Abdel Salam, the rebel spokesman, also predicted the buffer zone won’t prevent infiltrators from Yemen — the most impoverished Mideast nation — from crossing into Saudi Arabia. He suggested many of those who cross are destitute Yemenis in search of a better life on the other side of the boundary.

“Poor Yemenis will keep crossing,” Abdel Salam said.

The Saudis have also been building a state-of-art border fence, here.  And, it’s not just Shiites they are persecuting, check out this post from last month where we learned that Rohingya Muslim refugees are languishing in Saudi jails, here.   Where is the world-wide condemnation of Saudi Arabia, heck, where is Obama’s condemnation of them?

Sudanese government plans closure of refugee camps

Check out this story today.  Note that anyone trying to understand what is happening in Darfur (a popular cause for many in Hollywood) would never know from reading this that it is Islamic supremacism behind the displacement and persecution of the non-Muslim Sudanese population.   From the Hollywood-set and other humanitarians one never hears an outcry against the radical Islamists in power in the Sudan—the closest this article comes is to say the government is Arab-dominated—and the other radical Muslims trying to bring down that government.

Nairobi – The Sudanese government plans to start closing down camps for the displaced population in the war-torn region of Darfur next year, a senior official said on Wednesday.

Some 20 000 housing units are being constructed to accommodate the homeless in the towns of El-Fasher, El-Geneina and Nyala, Humanitarian Aid Commissioner Hasabu Abdel-Rahman told the UN-sponsored Miraya FM radio.

He said the displaced people will have the choice of returning to their village if they do not want to move to the new housing complexes.

Darfur rebel groups criticised the move, calling it a cover by the government to commit further crimes against the Darfur people.

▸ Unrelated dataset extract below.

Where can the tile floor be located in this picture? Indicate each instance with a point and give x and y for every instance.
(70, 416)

A large segment of the population lives in camps while the Islamic government fights with other rebels, who also are Muslims.

Some 2.5 million people are living in refugee camps in Darfur.

The UN says up to 300 000 people have died and 2.7 million fled their homes since ethnic minority rebels in the region first rose up against the Arab-dominated government in Khartoum in February 2003.

If the camps are closed, will we see a new flood of Sudanese refugees to the US in some sort of emergency action by the State Department?

There have been many positive stories in the news about Sudanese refugees faring well in the US, and others (that didn’t make the mainstream news) not doing well.  See some previous posts on Sudanese refugees in the US in that latter group, here, here and here.